De advocaat van De Kinderkei heeft tijdens de mondelinge behandeling toestemming gevraagd om de eis te mogen wijzigen zodat alsnog inhoudelijk beoordeeld kan worden of zij er gerechtvaardigd van mocht uitgaan dat de benodigde vergunning in ieder geval niet op de genoemde onderdelen geweigerd zou worden (ofwel een toetsing aan de maatstaf uit het arrest van de Hoge Raad van 25 mei 2012, over ’s-Hertogenbosch-Van Zoggel). [5] De gemeente heeft hiertegen bezwaar gemaakt omdat daardoor volgens haar het geschil er heel anders uit komt te zien en zij haar verdediging dan opnieuw moet opbouwen.

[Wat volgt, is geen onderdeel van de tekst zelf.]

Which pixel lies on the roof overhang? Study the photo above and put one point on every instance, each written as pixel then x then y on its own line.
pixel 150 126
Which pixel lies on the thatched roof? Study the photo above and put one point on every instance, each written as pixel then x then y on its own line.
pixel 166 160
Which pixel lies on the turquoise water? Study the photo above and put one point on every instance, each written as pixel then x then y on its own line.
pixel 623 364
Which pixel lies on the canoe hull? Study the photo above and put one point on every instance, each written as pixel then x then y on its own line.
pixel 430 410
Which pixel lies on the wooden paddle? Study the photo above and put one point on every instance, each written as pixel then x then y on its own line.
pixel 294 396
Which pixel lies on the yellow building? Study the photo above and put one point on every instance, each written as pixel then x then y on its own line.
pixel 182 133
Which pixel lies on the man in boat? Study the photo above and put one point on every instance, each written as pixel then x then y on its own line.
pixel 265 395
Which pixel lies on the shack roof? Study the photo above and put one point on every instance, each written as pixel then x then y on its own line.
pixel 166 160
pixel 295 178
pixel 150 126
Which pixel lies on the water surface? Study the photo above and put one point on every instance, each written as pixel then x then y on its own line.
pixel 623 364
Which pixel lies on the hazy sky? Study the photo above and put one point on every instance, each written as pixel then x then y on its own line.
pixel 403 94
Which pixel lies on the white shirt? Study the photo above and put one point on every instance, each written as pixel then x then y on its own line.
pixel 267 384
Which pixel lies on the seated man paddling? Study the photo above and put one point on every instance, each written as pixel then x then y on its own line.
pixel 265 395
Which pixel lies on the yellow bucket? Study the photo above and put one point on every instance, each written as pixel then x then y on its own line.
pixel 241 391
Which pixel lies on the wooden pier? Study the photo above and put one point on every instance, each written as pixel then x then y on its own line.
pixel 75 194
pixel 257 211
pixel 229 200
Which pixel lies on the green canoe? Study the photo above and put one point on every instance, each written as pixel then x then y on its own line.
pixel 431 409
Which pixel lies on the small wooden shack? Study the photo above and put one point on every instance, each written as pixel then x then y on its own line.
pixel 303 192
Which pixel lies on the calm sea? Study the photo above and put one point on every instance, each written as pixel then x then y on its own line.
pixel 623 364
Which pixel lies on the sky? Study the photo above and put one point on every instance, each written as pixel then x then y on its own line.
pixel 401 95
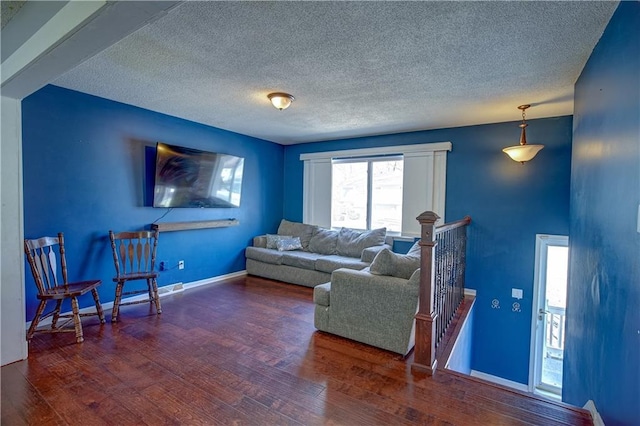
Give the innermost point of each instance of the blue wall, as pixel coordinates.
(602, 356)
(84, 174)
(509, 204)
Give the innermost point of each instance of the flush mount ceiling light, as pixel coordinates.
(280, 100)
(523, 152)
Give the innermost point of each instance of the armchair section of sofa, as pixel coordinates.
(321, 251)
(378, 310)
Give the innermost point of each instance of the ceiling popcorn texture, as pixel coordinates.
(355, 68)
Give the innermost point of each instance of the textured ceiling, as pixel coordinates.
(9, 9)
(355, 68)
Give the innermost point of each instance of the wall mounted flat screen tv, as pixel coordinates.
(187, 177)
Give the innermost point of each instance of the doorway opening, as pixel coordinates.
(548, 321)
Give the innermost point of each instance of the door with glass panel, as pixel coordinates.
(548, 322)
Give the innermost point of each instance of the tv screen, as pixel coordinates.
(187, 177)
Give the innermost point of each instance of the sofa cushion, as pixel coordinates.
(296, 229)
(352, 242)
(300, 259)
(288, 243)
(272, 241)
(260, 241)
(321, 294)
(324, 241)
(264, 255)
(331, 263)
(393, 264)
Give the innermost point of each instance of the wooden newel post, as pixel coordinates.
(425, 352)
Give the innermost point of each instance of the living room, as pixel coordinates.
(84, 171)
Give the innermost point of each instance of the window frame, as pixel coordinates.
(369, 160)
(422, 163)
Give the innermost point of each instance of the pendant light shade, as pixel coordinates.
(280, 100)
(523, 152)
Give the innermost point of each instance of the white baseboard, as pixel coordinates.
(499, 381)
(163, 291)
(591, 407)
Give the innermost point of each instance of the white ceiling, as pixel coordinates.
(355, 68)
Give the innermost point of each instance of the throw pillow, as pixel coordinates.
(415, 250)
(272, 240)
(288, 243)
(352, 242)
(324, 241)
(392, 264)
(297, 229)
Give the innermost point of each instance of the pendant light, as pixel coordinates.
(523, 152)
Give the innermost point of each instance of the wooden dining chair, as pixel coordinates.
(134, 256)
(44, 264)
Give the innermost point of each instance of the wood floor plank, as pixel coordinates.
(245, 352)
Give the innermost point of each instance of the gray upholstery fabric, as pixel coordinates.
(324, 241)
(260, 241)
(303, 267)
(264, 255)
(394, 264)
(321, 294)
(369, 253)
(296, 229)
(288, 243)
(333, 262)
(272, 240)
(286, 273)
(352, 242)
(300, 259)
(372, 309)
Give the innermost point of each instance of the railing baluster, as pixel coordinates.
(443, 261)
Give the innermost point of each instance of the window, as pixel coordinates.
(367, 193)
(406, 180)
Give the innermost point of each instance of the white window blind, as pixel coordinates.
(424, 188)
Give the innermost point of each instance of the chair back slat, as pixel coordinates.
(130, 254)
(43, 261)
(139, 255)
(52, 266)
(134, 252)
(147, 249)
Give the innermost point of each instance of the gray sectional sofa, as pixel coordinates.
(321, 251)
(373, 309)
(362, 290)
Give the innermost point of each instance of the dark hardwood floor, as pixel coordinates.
(244, 352)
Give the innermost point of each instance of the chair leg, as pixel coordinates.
(76, 320)
(36, 319)
(56, 315)
(116, 302)
(150, 290)
(96, 299)
(156, 297)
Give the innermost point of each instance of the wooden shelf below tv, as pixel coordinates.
(185, 226)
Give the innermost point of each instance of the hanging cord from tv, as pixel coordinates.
(165, 213)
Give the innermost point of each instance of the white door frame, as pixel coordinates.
(539, 289)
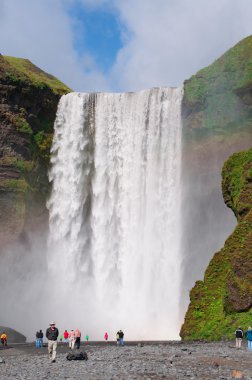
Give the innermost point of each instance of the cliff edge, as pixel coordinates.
(223, 300)
(28, 104)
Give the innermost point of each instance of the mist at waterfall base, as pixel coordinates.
(115, 209)
(113, 254)
(112, 258)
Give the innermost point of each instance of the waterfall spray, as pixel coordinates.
(115, 211)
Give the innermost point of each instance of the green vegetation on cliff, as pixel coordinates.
(19, 70)
(220, 94)
(223, 300)
(28, 104)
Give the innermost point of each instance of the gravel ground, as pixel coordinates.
(168, 360)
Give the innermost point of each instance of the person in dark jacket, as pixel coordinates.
(238, 337)
(39, 338)
(52, 334)
(249, 338)
(121, 335)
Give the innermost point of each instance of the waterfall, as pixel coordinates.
(114, 212)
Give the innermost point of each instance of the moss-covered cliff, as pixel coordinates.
(28, 103)
(217, 122)
(223, 300)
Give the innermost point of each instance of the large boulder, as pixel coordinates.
(13, 335)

De rechtbank is dat met de gemeente eens en zal vanwege de eisen van de goede procesorde geen gelegenheid bieden om de eis te wijzigen. Daarbij vindt de rechtbank het van belang dat door de manier waarop de vordering is geformuleerd de gemeente er geen rekening mee hoefde te houden dat het geschil ook over deze (inhoudelijke) vraag zou gaan.
De gemeente is niet verplicht om schadevergoeding te betalen (vordering onder c.)
3.26.
Volgens De Kinderkei had de gemeente de vergunning niet mogen weigeren of niet mogen weigeren de aanvraag verder in behandeling te nemen zonder tegelijkertijd schadevergoeding aan te bieden. De gemeente heeft dat betwist.
3.27.
De rechtbank verwijst om te beginnen naar wat zij hiervoor heeft overwogen en beslist; van een weigering van de vergunning of van een verdere behandeling van de aanvraag door de gemeente is geen sprake. In aansluiting daarop stelt de rechtbank vast dat De Kinderkei geen feiten heeft gesteld waaruit volgt dat de gemeente bij die stand van zaken onrechtmatig heeft gehandeld vanwege het enkele feit dat zij geen schadevergoeding heeft aangeboden. Weliswaar heeft zij in de dagvaarding opgemerkt dat de gemeente schadeplichtig is vanwege kort gezegd het argument dat ook onder 3.26, eerste volzin, is vermeld, maar daar ziet de gevorderde verklaring voor recht niet op. Deze vordering zal alleen daarom al worden afgewezen.
De slotsom
3.28.
De gevorderde verklaringen voor recht zullen worden afgewezen omdat de gemeente niet onrechtmatig heeft gehandeld. Het gevolg hiervan is dat ook de vordering om de zaak te verwijzen naar de schadestaatprocedure (vordering onder d.) zal worden afgewezen.
3.29.
De Kinderkei is in het ongelijk gesteld en moet daarom de proceskosten (inclusief nakosten) betalen. De proceskosten van de gemeente worden begroot op:
- griffierecht
688,00
- salaris advocaat
1.228,00
(2 punten × € 614,00)
- nakosten
178,00
(plus de verhoging zoals vermeld in de beslissing)
Totaal
2.094,00
De gevorderde wettelijke rente over de proceskosten wordt toegewezen zoals vermeld in de beslissing.
3.30.
De veroordeling wordt hoofdelijk uitgesproken. Dat betekent dat iedere veroordeelde kan worden gedwongen het hele bedrag te betalen. Als de één (een deel) betaalt, hoeft de ander dat (deel van het) bedrag niet meer te betalen.

4.De beslissing

De rechtbank
4.1.
wijst de vorderingen van De Kinderkei af,
4.2.
veroordeelt De Kinderkei hoofdelijk in de proceskosten van € 2.094,00, te betalen binnen veertien dagen na aanschrijving daartoe, te vermeerderen met € 92,00 plus de kosten van betekening als De Kinderkei niet tijdig aan de veroordeling voldoet en het vonnis daarna wordt betekend,
4.3.
veroordeelt De Kinderkei hoofdelijk tot betaling van de wettelijke rente als bedoeld in artikel 6:119 BW over de proceskosten als deze niet binnen veertien dagen na aanschrijving zijn betaald,
4.4.
verklaart dit vonnis wat betreft de proceskostenveroordeling uitvoerbaar bij voorraad.
Dit vonnis is gewezen door mr. C.M. Telman en in het openbaar uitgesproken op 20 augustus 2025.
85

Voetnoten

1.Ofwel een omgevingsvergunning voor strijdig gebruik op grond van artikel 2.12, eerste lid, sub a, onder 3 van de Wabo.
2.Vergelijk ECLI:NL:HR:2025:467.
3.Vergelijk ECLI:NL:PHR:2012:BW0219 onder 4.22.